Questions fréquentes
WireGuard ou OpenVPN : lequel est le meilleur ?
Pour la vitesse, la latence et un code restreint et auditable, WireGuard l'emporte : il est plus rapide et bien plus simple à examiner. OpenVPN est préférable quand vous devez déguiser le trafic en HTTPS sur un réseau restrictif (en TCP 443) ou fonctionner sur des appareils inhabituels comme des routeurs et des NAS. Pour la plupart des gens, sur des connexions quotidiennes, WireGuard est le meilleur choix par défaut.
IKEv2 est-il meilleur que WireGuard pour le mobile ?

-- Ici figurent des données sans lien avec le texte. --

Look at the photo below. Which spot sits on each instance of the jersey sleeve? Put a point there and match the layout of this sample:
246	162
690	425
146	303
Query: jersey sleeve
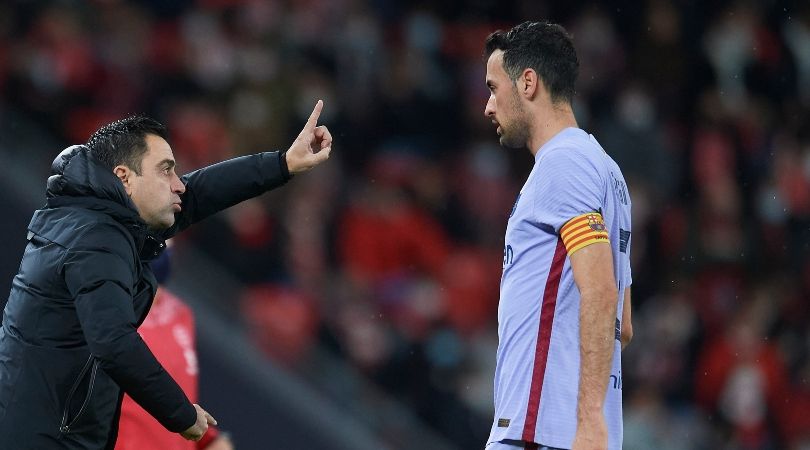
569	198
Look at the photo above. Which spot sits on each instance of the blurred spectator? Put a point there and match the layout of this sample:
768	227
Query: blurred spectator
169	332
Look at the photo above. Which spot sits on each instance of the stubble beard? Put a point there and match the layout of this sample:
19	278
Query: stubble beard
515	134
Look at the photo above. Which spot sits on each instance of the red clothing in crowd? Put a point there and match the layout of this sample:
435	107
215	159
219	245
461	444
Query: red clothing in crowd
169	332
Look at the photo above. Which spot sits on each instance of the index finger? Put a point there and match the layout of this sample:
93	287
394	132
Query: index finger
313	118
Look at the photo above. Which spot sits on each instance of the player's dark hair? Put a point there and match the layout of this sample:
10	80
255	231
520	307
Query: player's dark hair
543	46
123	142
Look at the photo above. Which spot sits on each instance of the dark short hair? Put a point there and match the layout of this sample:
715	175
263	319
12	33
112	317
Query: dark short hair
543	46
123	142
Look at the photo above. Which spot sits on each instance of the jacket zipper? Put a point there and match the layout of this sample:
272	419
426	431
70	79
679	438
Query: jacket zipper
64	427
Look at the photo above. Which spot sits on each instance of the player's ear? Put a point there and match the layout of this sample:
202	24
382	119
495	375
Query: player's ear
529	82
124	174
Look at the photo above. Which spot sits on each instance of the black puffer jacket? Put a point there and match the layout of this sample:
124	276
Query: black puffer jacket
68	343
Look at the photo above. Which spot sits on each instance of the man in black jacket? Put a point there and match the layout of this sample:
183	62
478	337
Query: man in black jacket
68	342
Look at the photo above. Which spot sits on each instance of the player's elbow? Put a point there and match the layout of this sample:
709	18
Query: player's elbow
627	333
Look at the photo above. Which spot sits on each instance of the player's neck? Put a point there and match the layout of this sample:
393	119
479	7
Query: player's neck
549	123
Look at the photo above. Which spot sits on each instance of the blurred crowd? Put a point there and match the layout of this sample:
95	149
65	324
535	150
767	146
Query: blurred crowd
390	254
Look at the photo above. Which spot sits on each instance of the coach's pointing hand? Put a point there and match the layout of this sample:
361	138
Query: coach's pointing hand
196	431
312	146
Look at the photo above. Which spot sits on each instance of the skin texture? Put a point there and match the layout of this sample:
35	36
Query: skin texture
526	117
593	274
156	190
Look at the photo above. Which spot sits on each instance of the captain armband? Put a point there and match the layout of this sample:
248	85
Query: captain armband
582	231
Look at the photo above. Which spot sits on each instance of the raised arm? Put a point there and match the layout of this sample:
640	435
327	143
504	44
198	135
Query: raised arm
222	185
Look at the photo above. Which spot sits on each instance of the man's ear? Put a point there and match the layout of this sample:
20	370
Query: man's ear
529	83
124	174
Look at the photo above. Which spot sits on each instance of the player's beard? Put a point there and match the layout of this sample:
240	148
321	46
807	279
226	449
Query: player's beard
515	132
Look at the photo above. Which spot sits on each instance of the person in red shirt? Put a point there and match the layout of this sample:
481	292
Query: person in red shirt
169	332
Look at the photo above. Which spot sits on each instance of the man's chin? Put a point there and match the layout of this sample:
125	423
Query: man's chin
510	144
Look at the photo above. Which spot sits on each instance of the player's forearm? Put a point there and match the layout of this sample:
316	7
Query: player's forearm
597	320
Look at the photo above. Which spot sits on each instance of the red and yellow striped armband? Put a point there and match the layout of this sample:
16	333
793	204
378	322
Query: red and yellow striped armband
582	231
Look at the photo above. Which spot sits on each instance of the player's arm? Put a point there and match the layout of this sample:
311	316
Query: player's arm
627	319
593	273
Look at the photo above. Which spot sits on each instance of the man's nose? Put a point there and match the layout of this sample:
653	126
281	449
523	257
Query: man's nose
489	110
177	185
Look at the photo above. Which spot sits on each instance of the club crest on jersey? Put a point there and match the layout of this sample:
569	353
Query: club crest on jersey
596	222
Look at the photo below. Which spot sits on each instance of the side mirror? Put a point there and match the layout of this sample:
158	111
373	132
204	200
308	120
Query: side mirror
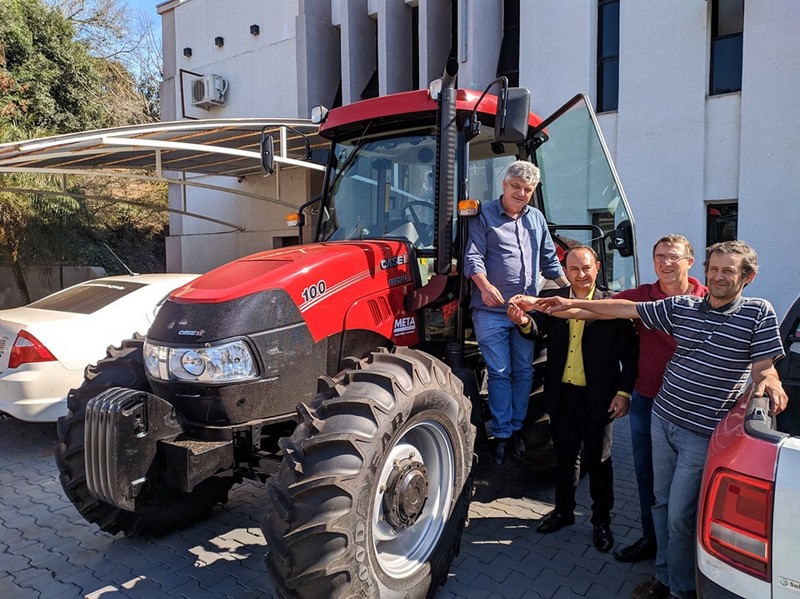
621	239
267	155
511	119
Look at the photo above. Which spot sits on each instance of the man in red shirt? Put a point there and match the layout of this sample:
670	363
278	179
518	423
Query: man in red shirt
673	256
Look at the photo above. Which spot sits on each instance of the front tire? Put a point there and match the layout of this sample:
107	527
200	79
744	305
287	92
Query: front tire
163	509
374	489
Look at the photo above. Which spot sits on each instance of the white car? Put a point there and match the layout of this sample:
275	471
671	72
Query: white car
46	345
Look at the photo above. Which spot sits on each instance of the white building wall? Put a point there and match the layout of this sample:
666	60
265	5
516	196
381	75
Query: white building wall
676	148
769	175
262	73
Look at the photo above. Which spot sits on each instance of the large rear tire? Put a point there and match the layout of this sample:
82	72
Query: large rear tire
373	493
162	508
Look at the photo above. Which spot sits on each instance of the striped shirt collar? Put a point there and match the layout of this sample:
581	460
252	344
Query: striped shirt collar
728	308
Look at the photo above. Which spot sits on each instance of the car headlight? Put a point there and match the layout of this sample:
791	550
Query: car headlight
222	363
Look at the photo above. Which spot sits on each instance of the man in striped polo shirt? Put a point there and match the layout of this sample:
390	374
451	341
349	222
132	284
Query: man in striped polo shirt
721	339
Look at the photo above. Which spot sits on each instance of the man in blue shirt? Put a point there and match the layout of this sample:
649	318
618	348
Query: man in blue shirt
508	245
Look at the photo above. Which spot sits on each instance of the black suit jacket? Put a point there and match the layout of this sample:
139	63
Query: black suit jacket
610	356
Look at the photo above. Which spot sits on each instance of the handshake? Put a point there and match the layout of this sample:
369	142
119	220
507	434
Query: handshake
519	305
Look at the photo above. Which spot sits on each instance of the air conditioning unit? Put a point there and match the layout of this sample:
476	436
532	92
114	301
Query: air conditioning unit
209	90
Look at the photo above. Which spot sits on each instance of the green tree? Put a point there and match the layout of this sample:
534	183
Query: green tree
59	73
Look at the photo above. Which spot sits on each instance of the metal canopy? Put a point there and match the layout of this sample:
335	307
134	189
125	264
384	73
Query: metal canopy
228	147
178	152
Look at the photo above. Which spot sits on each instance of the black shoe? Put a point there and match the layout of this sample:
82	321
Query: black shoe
553	522
640	550
499	451
652	589
603	539
517	445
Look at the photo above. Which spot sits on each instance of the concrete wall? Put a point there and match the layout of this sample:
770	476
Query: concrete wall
676	148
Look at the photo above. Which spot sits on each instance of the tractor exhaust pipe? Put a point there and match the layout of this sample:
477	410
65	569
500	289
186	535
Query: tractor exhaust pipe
446	168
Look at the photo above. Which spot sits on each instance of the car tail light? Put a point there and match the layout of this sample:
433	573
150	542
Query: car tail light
737	520
26	349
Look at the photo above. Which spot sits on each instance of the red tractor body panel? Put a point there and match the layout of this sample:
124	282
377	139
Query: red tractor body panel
408	103
336	286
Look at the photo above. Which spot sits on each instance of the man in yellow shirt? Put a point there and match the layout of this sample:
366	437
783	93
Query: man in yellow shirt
591	369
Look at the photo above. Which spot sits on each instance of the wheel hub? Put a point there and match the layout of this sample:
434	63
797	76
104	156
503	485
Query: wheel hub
406	493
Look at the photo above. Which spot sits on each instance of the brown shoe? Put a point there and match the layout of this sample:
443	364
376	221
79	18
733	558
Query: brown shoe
553	522
638	551
652	589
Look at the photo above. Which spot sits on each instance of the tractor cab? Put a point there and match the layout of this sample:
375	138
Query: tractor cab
392	174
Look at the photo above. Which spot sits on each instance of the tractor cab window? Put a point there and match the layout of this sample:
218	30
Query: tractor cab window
383	187
580	193
488	162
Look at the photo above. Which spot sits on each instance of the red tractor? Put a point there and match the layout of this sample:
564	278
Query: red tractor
341	371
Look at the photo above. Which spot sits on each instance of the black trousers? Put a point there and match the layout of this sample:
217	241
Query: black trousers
573	426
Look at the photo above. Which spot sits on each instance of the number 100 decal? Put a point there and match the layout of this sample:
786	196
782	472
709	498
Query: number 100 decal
314	291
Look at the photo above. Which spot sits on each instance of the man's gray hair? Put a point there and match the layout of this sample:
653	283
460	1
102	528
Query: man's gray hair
525	170
738	247
672	239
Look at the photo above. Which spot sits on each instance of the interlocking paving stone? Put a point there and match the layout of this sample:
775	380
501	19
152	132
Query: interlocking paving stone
53	552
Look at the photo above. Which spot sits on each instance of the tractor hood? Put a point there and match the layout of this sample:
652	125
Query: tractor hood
330	287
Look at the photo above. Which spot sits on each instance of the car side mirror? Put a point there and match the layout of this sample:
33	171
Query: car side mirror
511	119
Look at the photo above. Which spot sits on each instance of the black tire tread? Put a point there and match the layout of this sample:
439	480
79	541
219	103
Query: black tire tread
165	511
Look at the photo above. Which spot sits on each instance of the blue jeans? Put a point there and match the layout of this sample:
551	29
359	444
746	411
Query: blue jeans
509	362
639	418
678	459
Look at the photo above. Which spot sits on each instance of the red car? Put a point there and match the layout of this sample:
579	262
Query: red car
748	528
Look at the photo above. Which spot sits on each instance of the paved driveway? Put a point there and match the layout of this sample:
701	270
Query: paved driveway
48	550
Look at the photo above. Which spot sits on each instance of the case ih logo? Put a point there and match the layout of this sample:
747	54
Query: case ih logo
394	261
404	326
192	332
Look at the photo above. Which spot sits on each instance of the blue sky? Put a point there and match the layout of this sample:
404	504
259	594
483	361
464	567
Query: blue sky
146	6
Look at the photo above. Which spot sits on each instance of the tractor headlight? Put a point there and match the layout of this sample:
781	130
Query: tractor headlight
224	363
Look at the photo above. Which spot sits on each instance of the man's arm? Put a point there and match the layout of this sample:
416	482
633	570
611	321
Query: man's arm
767	382
582	309
490	295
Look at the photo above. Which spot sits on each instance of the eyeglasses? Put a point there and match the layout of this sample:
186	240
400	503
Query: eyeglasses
668	257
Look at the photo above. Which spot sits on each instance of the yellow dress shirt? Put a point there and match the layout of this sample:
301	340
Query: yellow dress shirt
574	374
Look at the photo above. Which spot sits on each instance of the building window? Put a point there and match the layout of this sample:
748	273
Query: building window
721	222
727	21
607	55
508	63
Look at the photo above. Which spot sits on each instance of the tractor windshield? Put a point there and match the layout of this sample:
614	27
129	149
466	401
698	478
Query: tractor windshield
382	186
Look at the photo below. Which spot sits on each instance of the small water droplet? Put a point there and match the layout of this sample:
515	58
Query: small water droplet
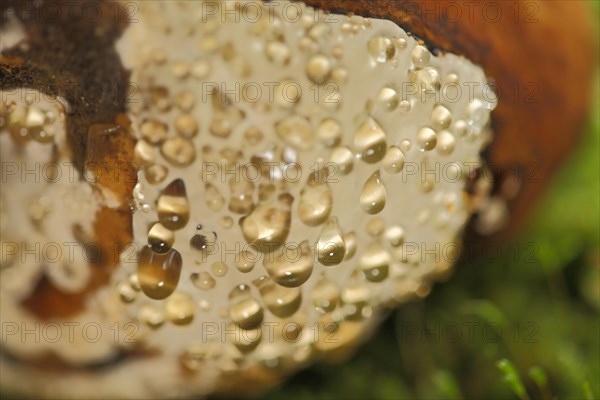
278	52
186	126
441	117
291	265
370	141
316	199
375	262
395	235
329	132
201	243
393	162
331	248
343	158
219	269
268	225
156	174
158	273
283	302
172	206
325	296
178	151
318	68
387	99
180	309
445	143
153	131
381	49
420	56
214	199
373	196
203	280
244	310
295	131
245	261
426	139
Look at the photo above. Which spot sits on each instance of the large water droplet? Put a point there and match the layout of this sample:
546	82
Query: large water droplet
373	196
172	206
281	301
316	199
268	225
158	274
244	310
370	141
331	248
291	265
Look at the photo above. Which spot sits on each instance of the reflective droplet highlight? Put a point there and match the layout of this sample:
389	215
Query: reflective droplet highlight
373	196
331	248
158	274
172	206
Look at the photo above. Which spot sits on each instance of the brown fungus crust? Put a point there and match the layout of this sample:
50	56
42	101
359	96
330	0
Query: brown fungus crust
75	59
541	58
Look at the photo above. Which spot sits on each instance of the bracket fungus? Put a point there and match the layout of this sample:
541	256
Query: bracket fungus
202	195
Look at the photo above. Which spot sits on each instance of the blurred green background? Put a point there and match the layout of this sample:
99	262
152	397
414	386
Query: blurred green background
543	292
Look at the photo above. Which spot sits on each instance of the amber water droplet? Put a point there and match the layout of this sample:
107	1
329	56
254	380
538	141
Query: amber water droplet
219	269
318	68
156	173
441	118
158	274
393	162
172	206
395	235
370	141
290	266
387	99
160	239
201	243
214	199
331	248
295	131
329	132
373	196
283	302
245	261
240	200
178	151
426	139
325	296
268	225
316	199
343	158
445	143
180	309
203	280
381	49
420	56
244	310
375	262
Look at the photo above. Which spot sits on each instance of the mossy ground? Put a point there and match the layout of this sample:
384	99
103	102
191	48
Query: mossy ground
529	317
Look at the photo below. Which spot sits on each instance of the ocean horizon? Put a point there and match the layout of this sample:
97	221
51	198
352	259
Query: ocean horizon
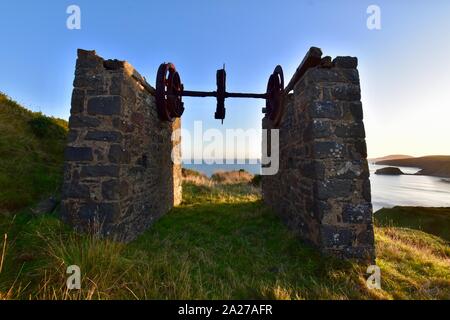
387	191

IKEv2 a l'avantage pour le basculement mobile transparent grâce à MOBIKE (RFC 4555), qui déplace un tunnel actif vers une nouvelle adresse IP quand votre téléphone passe du Wi-Fi à la 4G, sans coupure. WireGuard gère bien l'itinérance lui aussi grâce à sa conception sans connexion, mais le MOBIKE d'IKEv2 reste la référence absolue pour un changement de réseau invisible, et il est intégré à iOS, macOS et Windows.
Quel est le meilleur protocole VPN dans l'absolu ?
Il n'existe pas un seul meilleur protocole : tout dépend de la tâche. Utilisez WireGuard pour la vitesse et la sécurité, IKEv2 pour les appareils mobiles qui changent souvent de réseau, et OpenVPN sur TCP 443 pour les réseaux censurés ou qui bloquent les VPN. Si vous n'avez aucun besoin particulier, le réglage par défaut de votre application (généralement WireGuard) est le bon choix.
Faut-il utiliser OpenVPN en TCP ou en UDP ?
Utilisez l'UDP par défaut : il est plus rapide et les protocoles à l'intérieur de votre tunnel gèrent eux-mêmes la fiabilité. Ne passez au TCP, surtout sur le port 443, que lorsque l'UDP est bloqué ou instable, car le TCP franchit les pare-feux stricts mais peut subir le 'TCP sur TCP' qui effondre le débit en cas de perte de paquets.
Le PPTP est-il sûr à utiliser en 2026 ?
Non. L'authentification MS-CHAPv2 du PPTP est pratiquement cassable depuis plus de dix ans, il n'offre donc quasiment aucune protection réelle malgré sa rapidité. Il ne subsiste dans les menus des applications que par compatibilité héritée. Utilisez plutôt WireGuard, IKEv2 ou OpenVPN, et ne sélectionnez jamais le PPTP.
NordLynx, c'est juste WireGuard ?
Oui : NordLynx, c'est WireGuard avec une couche de double NAT maison ajoutée par-dessus. Le double NAT résout la particularité de WireGuard en matière de confidentialité, qui associe une IP interne statique à la clé de chaque utilisateur, en permettant au serveur d'attribuer les adresses de façon dynamique, de sorte que rien d'identifiable n'est conservé. De nombreux autres protocoles rapides 'propriétaires' sont eux aussi du WireGuard sous un nom de marque.
WireGuard a-t-il un problème de confidentialité ?
De par sa conception, WireGuard attribue à chaque utilisateur une IP interne statique liée à sa clé publique, et le serveur conserve cette association pour toute la session, ce qui pourrait relier l'activité sur un VPN commercial. Les fournisseurs sérieux atténuent ce risque par un double NAT dynamique, une rotation fréquente des clés ou une attribution d'adresse par session : le protocole est donc excellent tant que le fournisseur l'implémente avec soin.